De acordo com o presidente da Ordem dos Advogados do Brasil (OAB), Felipe Santa Cruz, a fragilidade da liberdade de imprensa no país se torna ainda mais grave em meio à pandemia da covid-19. “Em especial neste momento de crise sanitária, ataques a jornalistas e meios de comunicação e investidas contra a transparência de dados governamentais fragilizam nossa democracia e são extremamente danosos ao país."
"A queda do Brasil acende sinal de alerta para todos que defendem o Estado democrático de direito, que tem como um dos pilares a liberdade de imprensa”, acrescenta Santa Cruz.
O presidente da Abraji, Marcelo Träsel, lamenta a deterioração das condições para o exercício do jornalismo no Brasil: “Infelizmente, não estamos surpresos com o resultado, porque viemos acompanhando a escalada da agressividade do presidente, de seus filhos, do alto escalão do governo federal e da militância bolsonarista contra o jornalismo desde o primeiro dia de 2019”. E completa: “Quando o trabalho de reportagem não pode ser desempenhado com liberdade e segurança, a sociedade deixa de receber informações relevantes e a democracia fica em risco.”
América Latina
Em relação à América Latina, o Brasil está no meio da régua. Dos 20 países da região, 8 deles estão abaixo do Brasil no ranking de liberdade de imprensa; e 11 estão acima.
Acima estão Costa Rica (7º), Uruguai (19º), Chile (51º), República Dominicana (55º), Argentina (64º), El Salvador (74º), Panamá (76º), Haiti (83º), Peru (90º), Equador (98º) e Paraguai (100º).
O diretor da ONG Fundameios, sediada no Equador, César Ricaurte, afirma que enxerga "com grande preocupação a situação da liberdade de imprensa no Brasil deteriorar-se há vários anos, um processo que acelerou e se agravou significativamente com a chegada ao poder de Jair Bolsonaro". Desde a campanha eleitoral, o atual presidente fez da imprensa independente brasileira um alvo constante dos seus ataques, acumulando ações ameaçadoras e encorajando os seus principais colaboradores a agir contra os jornalistas", completa.
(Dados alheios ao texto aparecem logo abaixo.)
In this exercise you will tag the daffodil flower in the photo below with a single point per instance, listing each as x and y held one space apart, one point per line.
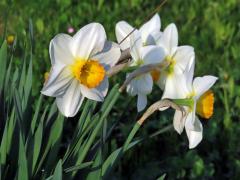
150 32
79 66
143 55
177 58
202 98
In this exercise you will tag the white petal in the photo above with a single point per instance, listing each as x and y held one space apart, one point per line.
153 25
144 84
132 87
60 51
109 56
152 54
189 72
195 136
156 36
122 30
135 46
170 39
183 56
103 87
59 79
140 85
178 122
96 94
89 40
70 102
170 91
203 84
141 102
162 80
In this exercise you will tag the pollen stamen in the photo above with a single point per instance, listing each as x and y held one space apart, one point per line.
88 72
205 105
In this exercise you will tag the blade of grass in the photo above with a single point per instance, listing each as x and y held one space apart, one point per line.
3 63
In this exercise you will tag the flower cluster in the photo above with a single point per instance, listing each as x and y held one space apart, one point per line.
80 65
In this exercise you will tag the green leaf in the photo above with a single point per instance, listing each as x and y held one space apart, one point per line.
79 167
107 106
57 175
37 142
22 161
96 173
40 25
36 114
52 142
3 63
11 127
162 177
3 148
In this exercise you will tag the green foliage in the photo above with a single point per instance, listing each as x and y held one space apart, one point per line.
35 137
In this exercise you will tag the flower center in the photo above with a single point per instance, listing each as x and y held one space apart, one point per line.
155 75
205 105
88 72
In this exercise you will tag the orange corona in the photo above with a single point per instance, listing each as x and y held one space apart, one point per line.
88 72
205 105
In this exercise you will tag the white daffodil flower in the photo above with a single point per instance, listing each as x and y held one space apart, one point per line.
177 58
198 90
150 32
79 66
143 55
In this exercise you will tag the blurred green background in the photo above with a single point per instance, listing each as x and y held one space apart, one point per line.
211 27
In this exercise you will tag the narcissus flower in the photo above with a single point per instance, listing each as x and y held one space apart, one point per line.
10 39
143 55
177 58
198 91
150 32
79 66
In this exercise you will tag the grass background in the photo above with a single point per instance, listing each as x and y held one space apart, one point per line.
211 27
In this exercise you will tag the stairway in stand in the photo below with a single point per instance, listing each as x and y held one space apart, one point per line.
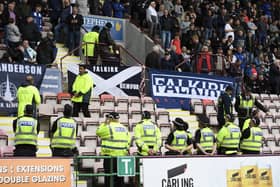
61 52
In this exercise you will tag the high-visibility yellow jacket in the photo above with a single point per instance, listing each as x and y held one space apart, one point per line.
115 139
26 131
83 85
147 134
229 136
27 95
92 37
207 139
65 134
254 142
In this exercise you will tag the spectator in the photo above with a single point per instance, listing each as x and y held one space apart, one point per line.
152 19
23 9
29 54
166 24
13 34
46 50
153 58
204 63
38 18
30 32
62 26
74 23
118 9
229 31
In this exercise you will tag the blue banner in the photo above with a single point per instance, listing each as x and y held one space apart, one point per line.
117 30
175 89
11 77
52 82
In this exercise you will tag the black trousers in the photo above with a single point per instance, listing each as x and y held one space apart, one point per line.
25 151
62 152
77 108
117 181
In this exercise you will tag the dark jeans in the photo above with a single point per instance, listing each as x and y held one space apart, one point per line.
74 41
63 152
25 150
117 181
78 106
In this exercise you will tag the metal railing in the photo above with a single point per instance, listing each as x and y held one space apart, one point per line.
112 174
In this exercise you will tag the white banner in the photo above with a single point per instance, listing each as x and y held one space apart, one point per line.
262 171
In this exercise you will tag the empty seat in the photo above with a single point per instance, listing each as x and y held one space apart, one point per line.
95 100
266 150
49 98
90 125
270 140
162 115
148 104
121 103
213 119
64 98
165 129
135 103
108 101
46 110
198 108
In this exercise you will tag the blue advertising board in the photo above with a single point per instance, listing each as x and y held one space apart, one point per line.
175 89
117 30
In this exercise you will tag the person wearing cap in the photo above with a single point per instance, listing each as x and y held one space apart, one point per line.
255 114
178 141
224 105
28 94
64 132
115 141
106 41
205 140
147 136
26 129
81 89
251 139
92 38
74 23
228 137
244 104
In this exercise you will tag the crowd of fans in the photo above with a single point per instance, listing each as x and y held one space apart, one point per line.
223 37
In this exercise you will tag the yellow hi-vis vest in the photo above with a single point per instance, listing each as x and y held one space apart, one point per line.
65 134
180 139
254 142
207 139
117 143
26 132
232 137
148 137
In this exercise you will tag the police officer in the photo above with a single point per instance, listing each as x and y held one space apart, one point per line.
228 137
224 105
28 94
26 129
81 89
205 140
115 141
64 132
244 104
251 139
147 136
255 114
93 39
178 141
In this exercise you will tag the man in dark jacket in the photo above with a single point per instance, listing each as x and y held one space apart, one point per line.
30 32
74 23
244 104
224 106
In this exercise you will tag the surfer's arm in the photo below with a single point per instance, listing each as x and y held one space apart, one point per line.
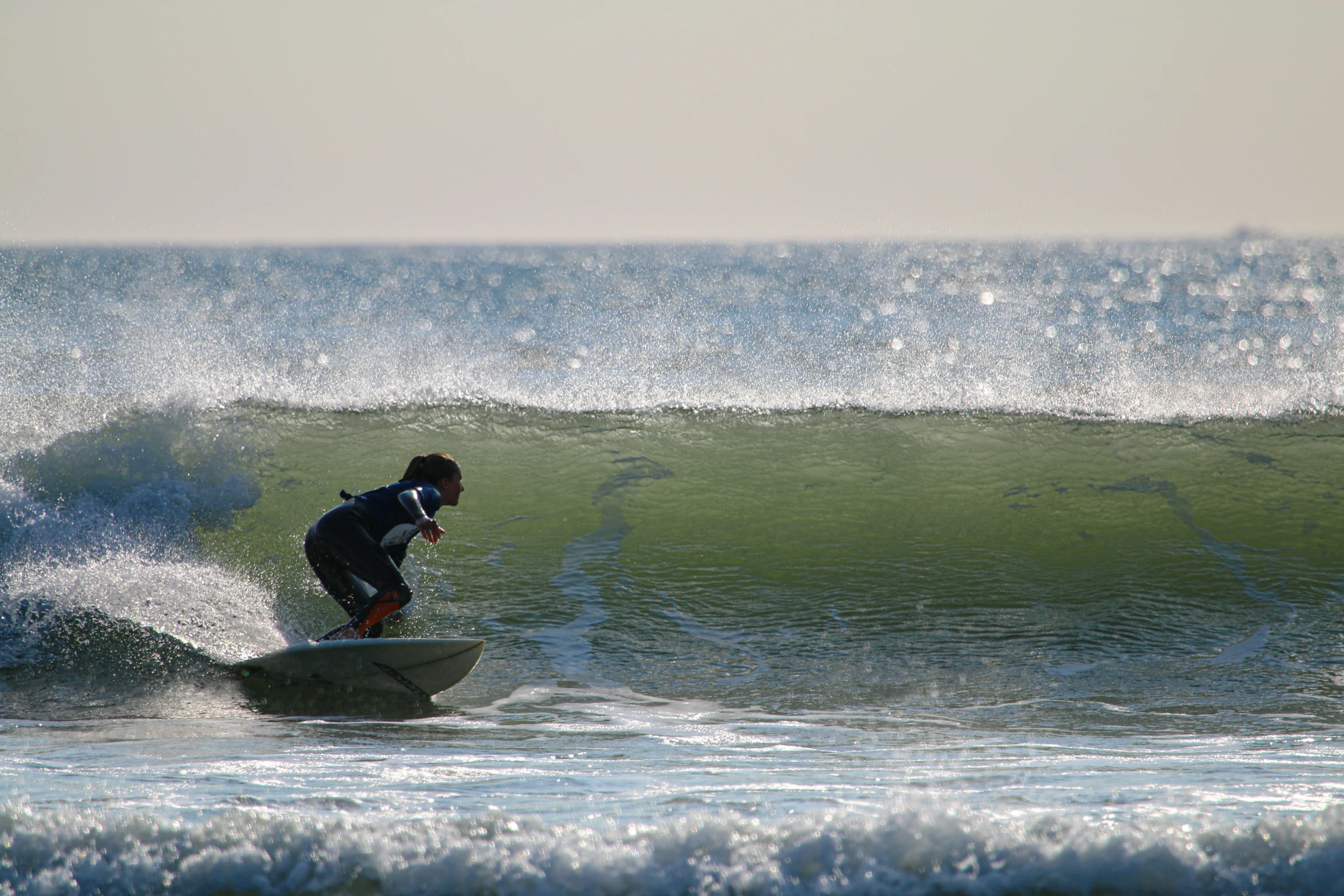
429 528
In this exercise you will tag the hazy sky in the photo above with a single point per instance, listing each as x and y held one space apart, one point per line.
396 121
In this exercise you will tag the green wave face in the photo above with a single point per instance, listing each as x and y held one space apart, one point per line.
1003 570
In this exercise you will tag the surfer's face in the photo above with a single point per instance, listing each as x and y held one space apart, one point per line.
451 489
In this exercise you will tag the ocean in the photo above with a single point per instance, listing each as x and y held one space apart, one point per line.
855 568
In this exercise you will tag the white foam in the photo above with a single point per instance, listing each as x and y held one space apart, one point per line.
904 851
221 614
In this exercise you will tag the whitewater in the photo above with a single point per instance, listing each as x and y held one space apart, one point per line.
855 568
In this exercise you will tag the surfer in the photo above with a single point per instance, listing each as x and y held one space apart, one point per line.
356 548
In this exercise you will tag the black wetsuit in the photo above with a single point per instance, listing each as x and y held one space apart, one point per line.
356 548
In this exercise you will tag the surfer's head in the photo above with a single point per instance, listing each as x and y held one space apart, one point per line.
441 471
432 468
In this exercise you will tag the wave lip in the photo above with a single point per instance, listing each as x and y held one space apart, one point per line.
1139 331
838 852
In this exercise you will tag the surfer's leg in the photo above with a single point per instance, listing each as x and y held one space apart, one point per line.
333 575
344 536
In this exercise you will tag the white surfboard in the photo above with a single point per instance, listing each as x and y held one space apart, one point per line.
417 667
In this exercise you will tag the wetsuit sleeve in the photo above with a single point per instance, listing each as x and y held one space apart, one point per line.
410 501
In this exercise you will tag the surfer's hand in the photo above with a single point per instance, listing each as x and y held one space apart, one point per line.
432 531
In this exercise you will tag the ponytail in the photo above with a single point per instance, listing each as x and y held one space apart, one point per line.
432 468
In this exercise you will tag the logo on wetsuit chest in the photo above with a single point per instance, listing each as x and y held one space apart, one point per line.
400 535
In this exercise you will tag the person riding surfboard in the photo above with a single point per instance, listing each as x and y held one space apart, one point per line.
356 548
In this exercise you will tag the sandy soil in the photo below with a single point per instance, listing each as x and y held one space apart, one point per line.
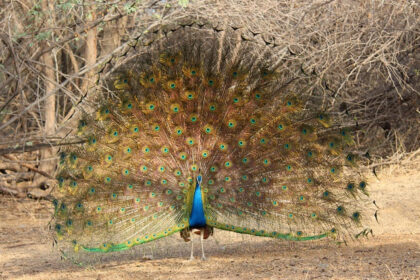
26 250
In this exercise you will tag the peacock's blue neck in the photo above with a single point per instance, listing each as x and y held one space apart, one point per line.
197 218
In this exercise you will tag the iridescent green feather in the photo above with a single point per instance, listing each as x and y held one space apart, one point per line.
275 160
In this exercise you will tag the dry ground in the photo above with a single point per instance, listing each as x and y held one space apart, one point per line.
26 250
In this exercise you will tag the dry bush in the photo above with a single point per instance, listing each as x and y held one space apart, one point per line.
367 53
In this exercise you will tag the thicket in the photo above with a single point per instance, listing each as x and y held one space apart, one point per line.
52 52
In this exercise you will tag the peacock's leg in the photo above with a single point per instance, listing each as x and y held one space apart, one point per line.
203 257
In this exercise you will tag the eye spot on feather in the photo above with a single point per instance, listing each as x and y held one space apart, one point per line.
223 147
194 167
356 216
213 169
193 118
266 162
190 141
175 108
183 156
205 154
231 123
228 164
179 131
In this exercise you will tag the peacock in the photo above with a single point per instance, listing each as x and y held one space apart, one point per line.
199 128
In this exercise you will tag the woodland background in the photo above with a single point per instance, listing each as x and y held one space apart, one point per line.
52 53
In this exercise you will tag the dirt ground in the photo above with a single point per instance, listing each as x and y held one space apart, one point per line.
26 250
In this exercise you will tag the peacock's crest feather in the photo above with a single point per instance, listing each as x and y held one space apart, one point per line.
276 156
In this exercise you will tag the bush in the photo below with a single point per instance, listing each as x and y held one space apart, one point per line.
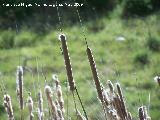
153 43
141 58
25 38
102 4
137 7
7 39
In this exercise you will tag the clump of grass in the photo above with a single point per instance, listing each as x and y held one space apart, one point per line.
143 115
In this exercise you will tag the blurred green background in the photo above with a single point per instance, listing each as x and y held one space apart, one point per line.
123 34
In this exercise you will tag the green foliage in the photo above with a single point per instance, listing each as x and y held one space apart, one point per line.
25 38
103 4
154 43
137 7
141 57
7 39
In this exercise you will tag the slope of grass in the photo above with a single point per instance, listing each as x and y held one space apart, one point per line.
120 61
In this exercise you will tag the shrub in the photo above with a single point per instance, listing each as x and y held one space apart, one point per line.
7 39
101 4
153 43
25 38
137 7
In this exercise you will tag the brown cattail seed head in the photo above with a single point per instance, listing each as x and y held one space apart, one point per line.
110 86
141 113
40 106
157 79
62 37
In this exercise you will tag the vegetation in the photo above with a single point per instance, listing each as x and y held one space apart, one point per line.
125 51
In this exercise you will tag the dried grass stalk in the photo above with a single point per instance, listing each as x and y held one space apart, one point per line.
62 38
59 93
52 105
8 106
59 111
40 106
123 107
19 88
157 80
30 107
95 73
143 115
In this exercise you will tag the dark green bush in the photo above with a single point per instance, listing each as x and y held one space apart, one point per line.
7 39
25 38
141 58
137 7
154 43
102 4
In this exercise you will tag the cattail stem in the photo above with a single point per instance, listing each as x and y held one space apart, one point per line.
52 105
40 106
30 107
20 85
123 107
81 104
62 38
8 106
96 78
94 73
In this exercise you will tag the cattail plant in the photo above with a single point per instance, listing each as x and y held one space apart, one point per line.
122 102
40 106
143 115
51 103
19 82
59 93
59 111
157 80
95 73
30 106
8 106
62 38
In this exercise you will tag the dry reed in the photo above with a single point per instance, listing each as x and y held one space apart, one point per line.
40 106
143 115
95 74
59 93
30 107
19 82
52 105
68 66
8 106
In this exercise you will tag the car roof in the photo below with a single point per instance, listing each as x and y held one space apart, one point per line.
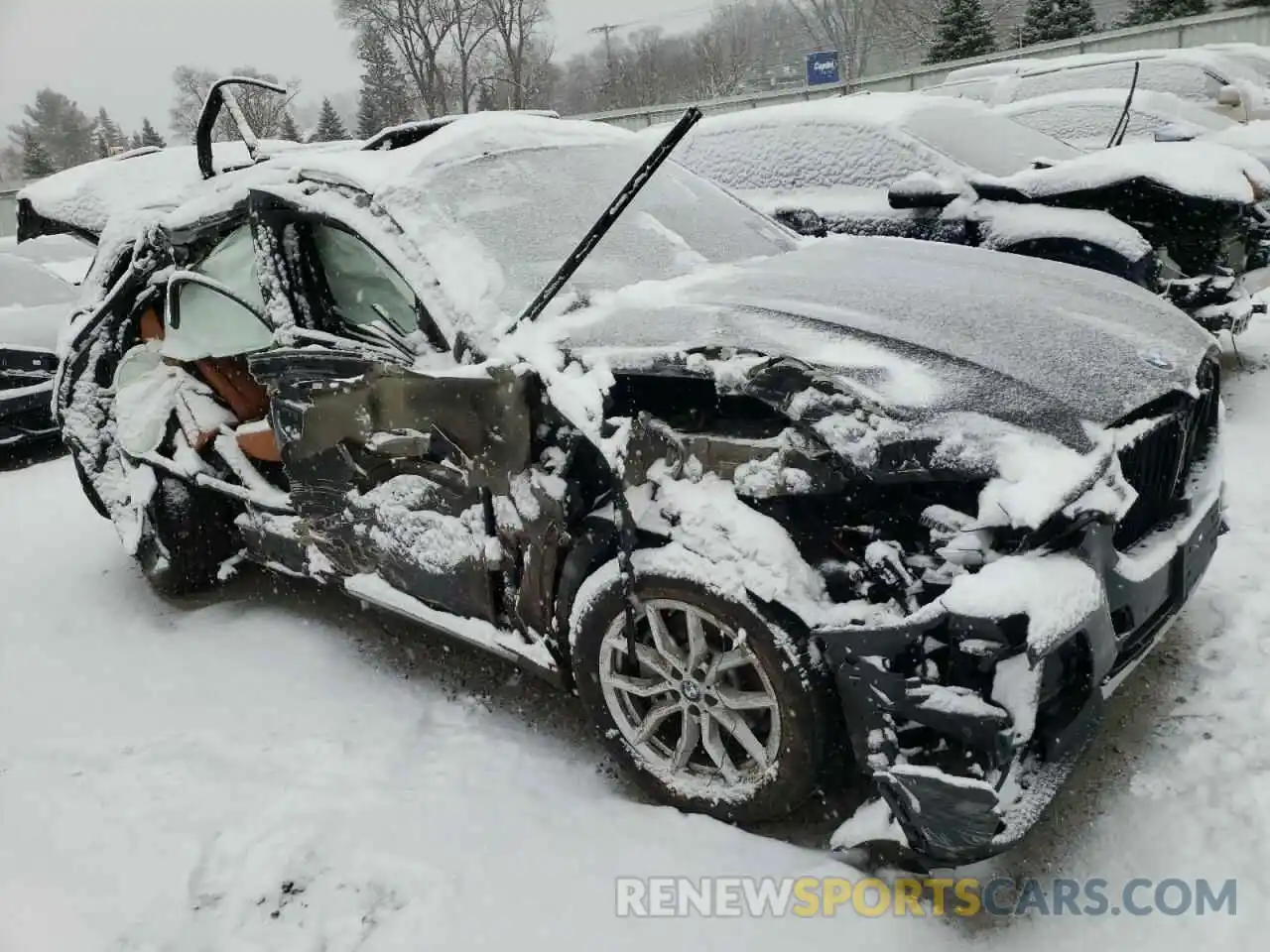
471 137
167 184
873 109
1143 100
1207 59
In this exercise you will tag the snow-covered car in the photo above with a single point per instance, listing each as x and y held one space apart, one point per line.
1173 217
767 504
1251 56
37 294
1206 76
1089 118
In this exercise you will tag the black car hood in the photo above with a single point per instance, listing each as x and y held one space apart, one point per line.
924 329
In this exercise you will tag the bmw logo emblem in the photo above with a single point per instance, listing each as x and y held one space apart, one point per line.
1157 359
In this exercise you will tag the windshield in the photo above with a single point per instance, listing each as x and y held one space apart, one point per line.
987 143
529 208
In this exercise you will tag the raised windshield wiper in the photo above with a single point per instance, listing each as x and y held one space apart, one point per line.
610 214
1121 127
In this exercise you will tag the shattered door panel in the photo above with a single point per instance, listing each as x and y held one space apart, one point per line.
394 471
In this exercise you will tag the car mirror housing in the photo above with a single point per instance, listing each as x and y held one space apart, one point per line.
804 221
921 190
1174 134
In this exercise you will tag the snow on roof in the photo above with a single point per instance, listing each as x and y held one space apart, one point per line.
87 195
861 108
474 136
1003 67
1252 137
1198 55
1144 100
1201 169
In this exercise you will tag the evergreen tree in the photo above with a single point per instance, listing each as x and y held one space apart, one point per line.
108 132
962 31
385 98
1143 12
367 116
149 136
1047 21
330 127
287 127
35 158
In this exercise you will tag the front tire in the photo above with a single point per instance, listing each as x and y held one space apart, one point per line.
190 535
720 714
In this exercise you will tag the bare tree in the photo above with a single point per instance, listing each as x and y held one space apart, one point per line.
471 23
262 108
725 50
420 33
515 24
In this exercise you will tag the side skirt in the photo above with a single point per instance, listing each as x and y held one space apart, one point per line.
508 645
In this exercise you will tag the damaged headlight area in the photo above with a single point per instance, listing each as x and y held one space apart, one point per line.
948 572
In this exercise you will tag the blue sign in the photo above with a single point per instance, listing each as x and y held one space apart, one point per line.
822 67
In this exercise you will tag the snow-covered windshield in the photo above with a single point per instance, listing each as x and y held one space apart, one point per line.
983 141
529 208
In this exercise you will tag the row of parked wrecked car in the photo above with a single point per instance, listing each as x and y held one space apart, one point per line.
860 443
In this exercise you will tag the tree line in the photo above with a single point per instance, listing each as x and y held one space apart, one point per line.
56 134
434 58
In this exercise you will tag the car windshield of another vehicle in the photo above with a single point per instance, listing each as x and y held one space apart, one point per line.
991 144
529 208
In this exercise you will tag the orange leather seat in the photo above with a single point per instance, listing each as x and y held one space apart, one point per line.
232 381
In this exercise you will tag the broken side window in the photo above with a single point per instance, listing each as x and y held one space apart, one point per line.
365 287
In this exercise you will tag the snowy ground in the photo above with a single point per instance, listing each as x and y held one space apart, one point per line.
275 770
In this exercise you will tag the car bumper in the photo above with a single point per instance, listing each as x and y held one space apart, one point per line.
26 395
949 819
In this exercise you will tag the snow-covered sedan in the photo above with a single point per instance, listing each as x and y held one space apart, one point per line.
767 504
1207 77
1091 118
1174 217
37 294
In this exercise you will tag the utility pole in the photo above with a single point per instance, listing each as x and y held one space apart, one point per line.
607 30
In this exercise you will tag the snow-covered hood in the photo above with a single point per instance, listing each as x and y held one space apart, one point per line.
1005 223
922 329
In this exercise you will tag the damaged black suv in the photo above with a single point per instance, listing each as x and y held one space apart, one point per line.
765 503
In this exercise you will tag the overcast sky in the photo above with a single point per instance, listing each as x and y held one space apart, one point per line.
119 54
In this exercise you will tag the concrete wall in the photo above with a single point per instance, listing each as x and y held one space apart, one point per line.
1228 27
8 213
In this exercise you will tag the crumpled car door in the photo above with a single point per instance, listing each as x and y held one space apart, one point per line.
393 467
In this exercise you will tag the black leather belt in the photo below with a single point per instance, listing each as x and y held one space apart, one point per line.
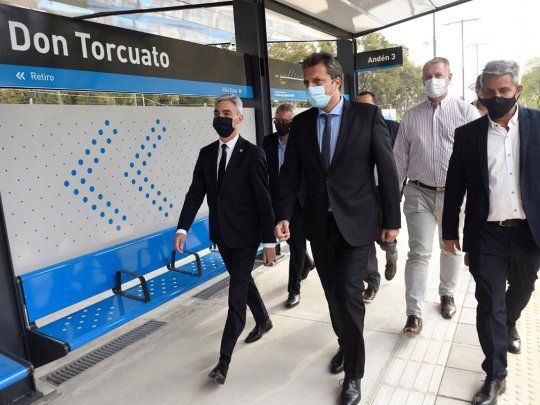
420 184
510 223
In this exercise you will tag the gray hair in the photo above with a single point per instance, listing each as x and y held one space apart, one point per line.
285 107
333 68
478 85
502 67
436 61
237 101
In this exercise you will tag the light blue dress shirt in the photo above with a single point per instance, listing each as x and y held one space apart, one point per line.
335 118
281 153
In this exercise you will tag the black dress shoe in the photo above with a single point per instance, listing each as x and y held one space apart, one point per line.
448 308
491 389
369 294
413 327
350 393
514 341
259 330
308 266
390 271
219 373
336 364
293 300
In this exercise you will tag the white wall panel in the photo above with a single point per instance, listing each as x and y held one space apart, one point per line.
76 179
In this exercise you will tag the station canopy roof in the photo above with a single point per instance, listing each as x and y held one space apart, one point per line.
286 20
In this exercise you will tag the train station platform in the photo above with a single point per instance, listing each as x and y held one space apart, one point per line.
290 364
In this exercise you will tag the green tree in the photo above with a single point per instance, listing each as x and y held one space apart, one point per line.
297 51
531 84
399 88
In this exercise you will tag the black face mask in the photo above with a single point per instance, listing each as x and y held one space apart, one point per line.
282 128
498 107
223 126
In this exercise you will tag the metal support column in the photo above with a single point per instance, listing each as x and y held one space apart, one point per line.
346 55
250 37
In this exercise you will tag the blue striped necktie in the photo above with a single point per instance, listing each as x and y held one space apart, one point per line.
325 147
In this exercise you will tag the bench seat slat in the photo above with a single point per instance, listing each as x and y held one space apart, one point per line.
11 372
94 321
59 286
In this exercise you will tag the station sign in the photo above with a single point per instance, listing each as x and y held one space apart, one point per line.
45 51
287 81
379 59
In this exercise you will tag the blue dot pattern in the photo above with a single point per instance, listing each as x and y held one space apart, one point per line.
135 175
136 172
96 201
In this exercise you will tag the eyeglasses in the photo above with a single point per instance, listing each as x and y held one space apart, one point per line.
276 121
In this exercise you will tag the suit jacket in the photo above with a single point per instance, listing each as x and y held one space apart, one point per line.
348 186
241 212
468 173
393 127
271 148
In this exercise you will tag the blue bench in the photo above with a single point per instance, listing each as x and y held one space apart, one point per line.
57 287
13 370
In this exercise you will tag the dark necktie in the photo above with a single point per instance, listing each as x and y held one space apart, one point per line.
222 164
325 148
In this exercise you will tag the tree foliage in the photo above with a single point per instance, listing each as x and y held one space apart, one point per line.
531 84
296 51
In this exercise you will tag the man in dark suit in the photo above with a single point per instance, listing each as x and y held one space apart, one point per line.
231 172
300 263
336 145
373 278
495 161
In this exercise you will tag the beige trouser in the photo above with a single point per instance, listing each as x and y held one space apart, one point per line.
423 210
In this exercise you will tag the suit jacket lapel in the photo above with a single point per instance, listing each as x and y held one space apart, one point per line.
213 163
524 129
313 135
273 158
343 136
482 151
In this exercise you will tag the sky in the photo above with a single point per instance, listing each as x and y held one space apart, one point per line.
506 29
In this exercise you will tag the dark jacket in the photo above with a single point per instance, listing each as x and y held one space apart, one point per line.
349 186
241 212
393 127
271 148
468 173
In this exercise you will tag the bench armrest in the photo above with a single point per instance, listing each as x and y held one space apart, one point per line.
172 265
117 289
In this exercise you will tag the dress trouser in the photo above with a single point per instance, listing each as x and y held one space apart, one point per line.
297 247
423 210
242 292
502 254
373 277
341 268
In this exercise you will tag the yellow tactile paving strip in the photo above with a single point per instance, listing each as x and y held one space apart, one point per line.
523 381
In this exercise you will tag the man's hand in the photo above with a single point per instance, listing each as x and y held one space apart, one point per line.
269 255
282 231
452 246
389 235
179 242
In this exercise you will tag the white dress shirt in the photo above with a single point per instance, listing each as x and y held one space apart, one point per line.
230 148
503 167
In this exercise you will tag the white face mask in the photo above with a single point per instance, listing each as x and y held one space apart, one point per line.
435 87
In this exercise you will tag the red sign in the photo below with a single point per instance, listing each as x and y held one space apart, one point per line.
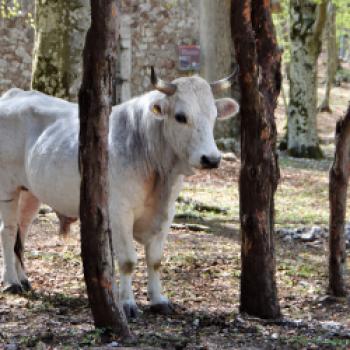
189 57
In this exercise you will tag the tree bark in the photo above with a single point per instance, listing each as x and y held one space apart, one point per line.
332 55
60 28
338 185
95 97
260 81
307 21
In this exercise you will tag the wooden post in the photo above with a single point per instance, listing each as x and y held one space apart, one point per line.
338 186
95 98
260 80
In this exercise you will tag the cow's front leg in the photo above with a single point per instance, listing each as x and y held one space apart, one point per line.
27 210
8 210
123 245
154 253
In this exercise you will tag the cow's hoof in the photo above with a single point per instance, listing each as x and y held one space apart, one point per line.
131 310
26 285
13 289
165 308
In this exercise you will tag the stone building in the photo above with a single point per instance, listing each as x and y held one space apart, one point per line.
151 33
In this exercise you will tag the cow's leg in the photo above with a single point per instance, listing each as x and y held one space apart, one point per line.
124 248
154 253
9 233
27 210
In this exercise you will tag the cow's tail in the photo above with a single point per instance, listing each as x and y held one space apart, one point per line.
19 247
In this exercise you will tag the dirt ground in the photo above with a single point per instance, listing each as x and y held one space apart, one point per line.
201 273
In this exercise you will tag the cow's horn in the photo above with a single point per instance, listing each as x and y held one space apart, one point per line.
224 83
161 85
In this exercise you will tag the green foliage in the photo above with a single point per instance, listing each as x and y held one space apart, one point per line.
281 21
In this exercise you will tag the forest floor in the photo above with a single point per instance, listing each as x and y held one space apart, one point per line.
201 272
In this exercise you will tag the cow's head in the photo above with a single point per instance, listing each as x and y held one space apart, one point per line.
189 111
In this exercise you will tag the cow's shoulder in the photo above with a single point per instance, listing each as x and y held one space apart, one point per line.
29 105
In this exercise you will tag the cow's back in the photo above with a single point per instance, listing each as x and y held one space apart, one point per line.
24 115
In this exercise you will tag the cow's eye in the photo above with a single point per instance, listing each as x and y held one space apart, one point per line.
181 118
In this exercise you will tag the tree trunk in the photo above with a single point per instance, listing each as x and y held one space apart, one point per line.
307 21
95 97
332 55
338 185
260 81
217 53
60 28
De acordo com Eugênio Bucci, os esboços de regimes autoritários em marcha na região prejudicam a liberdade de imprensa. Quando o Estado não é o próprio agente de hostilidade à mídia, sua omissão em relação às agressões agrava o cenário.
"O governo sozinho não garante a liberdade de expressão. Mas um governo de expressão pode atrapalhar muito a liberdade de expressão, e é isso que está acontecendo", explica.